Le lien qui se crée entre un enfant et son éducateur est précieux. Il peut être le déclencheur d’une véritable transformation. C’est ce que l’éducatrice américaine Rita Pierson appelle un « champion », un adulte qui croit en chaque enfant et qui l’accompagne dans son parcours scolaire pour lui permettre de révéler son plein potentiel.

Imaginez, maintenant, une salle de classe où les rires des enfants se mêlent au bruissement des pages tournées et au grincement du crayon sur le papier. Une salle de classe où chaque difficulté devient une victoire, et où chaque mot appris est une clé vers un lendemain meilleur. C’est dans cette lueur d’espoir que Le Dimanche/L’Hebdo a suivi une classe d’alphabétisation. En cette Journée internationale de l’alphabétisation 2024, célébrée ce dimanche 8 septembre, nous vous invitons à découvrir le monde d’un groupe d’enfants qui se battent pour illuminer leur avenir à travers les mots. 

Le mercredi 4 septembre, retour sur les bancs de l’école ! Bons élèves, nous sommes à l’heure pour notre classe d’alphabétisation dans un collège à Rose-Hill. La classe commence à 15 heures. Charonne Bell, travailleuse sociale chez l’ONG Lovebridge depuis 2022, est notre « Miss ». 

Où sont nos petits camarades ? Elle sourit et affirme qu’ils ne vont pas tarder à arriver. Entre-temps, elle nous propose un goûter : du jus et un croissant au chocolat. Nous préférons laisser ces friandises aux autres élèves ; nous sommes repus des incontournables « Dhall Puri kot Dewa » que nous avons dégustés en chemin.

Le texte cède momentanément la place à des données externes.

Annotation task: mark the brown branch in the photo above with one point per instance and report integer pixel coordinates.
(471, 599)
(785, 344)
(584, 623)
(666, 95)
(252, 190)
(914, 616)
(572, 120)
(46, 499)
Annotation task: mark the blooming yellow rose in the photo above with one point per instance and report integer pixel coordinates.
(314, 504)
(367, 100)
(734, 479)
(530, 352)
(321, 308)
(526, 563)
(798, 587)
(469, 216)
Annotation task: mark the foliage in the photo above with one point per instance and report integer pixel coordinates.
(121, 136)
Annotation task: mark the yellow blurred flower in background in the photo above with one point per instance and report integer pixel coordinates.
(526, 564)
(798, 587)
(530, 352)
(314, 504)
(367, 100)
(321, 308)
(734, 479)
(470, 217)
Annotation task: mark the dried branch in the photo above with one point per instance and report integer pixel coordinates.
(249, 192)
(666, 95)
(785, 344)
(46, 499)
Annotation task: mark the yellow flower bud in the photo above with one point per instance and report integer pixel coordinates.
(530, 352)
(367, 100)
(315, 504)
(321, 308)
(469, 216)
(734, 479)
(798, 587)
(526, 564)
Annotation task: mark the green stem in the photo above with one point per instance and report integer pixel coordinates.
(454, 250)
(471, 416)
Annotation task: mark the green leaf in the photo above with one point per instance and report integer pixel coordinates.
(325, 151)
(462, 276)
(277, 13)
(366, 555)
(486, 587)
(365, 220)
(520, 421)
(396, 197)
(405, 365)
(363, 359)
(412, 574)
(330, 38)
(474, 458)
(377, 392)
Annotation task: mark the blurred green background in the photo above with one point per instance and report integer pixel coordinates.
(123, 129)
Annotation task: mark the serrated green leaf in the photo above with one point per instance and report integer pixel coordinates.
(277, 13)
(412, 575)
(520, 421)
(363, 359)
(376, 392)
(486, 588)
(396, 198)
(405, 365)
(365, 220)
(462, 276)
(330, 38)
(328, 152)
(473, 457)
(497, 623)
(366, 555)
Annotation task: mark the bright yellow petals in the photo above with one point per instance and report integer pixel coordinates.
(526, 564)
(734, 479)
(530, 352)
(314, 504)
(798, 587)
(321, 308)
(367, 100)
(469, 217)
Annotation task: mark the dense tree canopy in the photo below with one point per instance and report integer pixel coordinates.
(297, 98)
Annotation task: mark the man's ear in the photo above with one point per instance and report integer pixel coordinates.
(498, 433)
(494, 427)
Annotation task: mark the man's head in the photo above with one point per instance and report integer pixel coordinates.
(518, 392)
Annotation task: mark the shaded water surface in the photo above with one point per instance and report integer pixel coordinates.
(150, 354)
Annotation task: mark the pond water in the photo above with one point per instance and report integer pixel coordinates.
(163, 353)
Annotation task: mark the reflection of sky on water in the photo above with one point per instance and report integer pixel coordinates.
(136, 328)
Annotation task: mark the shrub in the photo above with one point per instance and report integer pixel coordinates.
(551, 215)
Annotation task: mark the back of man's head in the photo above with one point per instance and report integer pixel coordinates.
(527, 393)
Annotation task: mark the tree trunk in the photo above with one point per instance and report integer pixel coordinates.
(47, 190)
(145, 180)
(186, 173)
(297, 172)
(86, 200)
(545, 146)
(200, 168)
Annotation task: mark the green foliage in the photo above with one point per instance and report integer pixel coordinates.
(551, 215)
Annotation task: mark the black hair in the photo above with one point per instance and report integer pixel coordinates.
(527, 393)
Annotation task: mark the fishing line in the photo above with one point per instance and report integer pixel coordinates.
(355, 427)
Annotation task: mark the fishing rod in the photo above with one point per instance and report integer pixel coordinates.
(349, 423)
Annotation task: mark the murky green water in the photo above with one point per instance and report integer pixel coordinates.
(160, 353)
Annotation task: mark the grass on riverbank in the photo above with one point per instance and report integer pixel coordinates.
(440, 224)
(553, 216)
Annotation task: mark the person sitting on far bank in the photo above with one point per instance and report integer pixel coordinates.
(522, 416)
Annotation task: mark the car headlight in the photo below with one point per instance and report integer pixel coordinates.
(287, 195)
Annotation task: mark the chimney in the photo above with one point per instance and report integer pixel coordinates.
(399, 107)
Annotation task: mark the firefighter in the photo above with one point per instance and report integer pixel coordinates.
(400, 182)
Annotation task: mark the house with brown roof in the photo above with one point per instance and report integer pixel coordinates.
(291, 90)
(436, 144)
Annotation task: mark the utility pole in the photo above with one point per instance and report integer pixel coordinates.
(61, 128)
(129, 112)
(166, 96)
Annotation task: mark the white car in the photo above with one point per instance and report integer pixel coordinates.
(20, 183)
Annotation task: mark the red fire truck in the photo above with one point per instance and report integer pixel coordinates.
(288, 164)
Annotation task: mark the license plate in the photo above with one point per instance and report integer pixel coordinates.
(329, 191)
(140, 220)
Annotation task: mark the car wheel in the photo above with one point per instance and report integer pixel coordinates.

Nous nous installons à notre pupitre et sortons notre cahier. Quatre garçons arrivent avec leurs sacs à dos. L’un d’eux tient une ravanne. Notre présence les intrigue, ils veulent savoir qui nous sommes. Une fois qu’ils apprennent la raison de notre venue, il ne faut pas longtemps pour que nous devenions « Kam’wad ». 

Une fille est la dernière à arriver, le bras et la jambe bandés. Désemparée par son retard et visiblement essoufflée après avoir couru pour venir en classe, elle a soif. « Miss » Charonne lui tend un croissant et un jus. D’un trait, elle vide la petite brique et en redemande. Nous sourions, contents de lui avoir laissé notre goûter.

Comme nous sommes tous devenus camarades, les élèves nous racontent, ainsi qu’à « Miss » Charonne, leur journée d’école. Les garçons, bien qu’étudiant dans le même collège, sont dans différentes classes. Ils nous parlent d’un « Breaking News » : un garçon a cassé une vitre à l’école et a eu des ennuis.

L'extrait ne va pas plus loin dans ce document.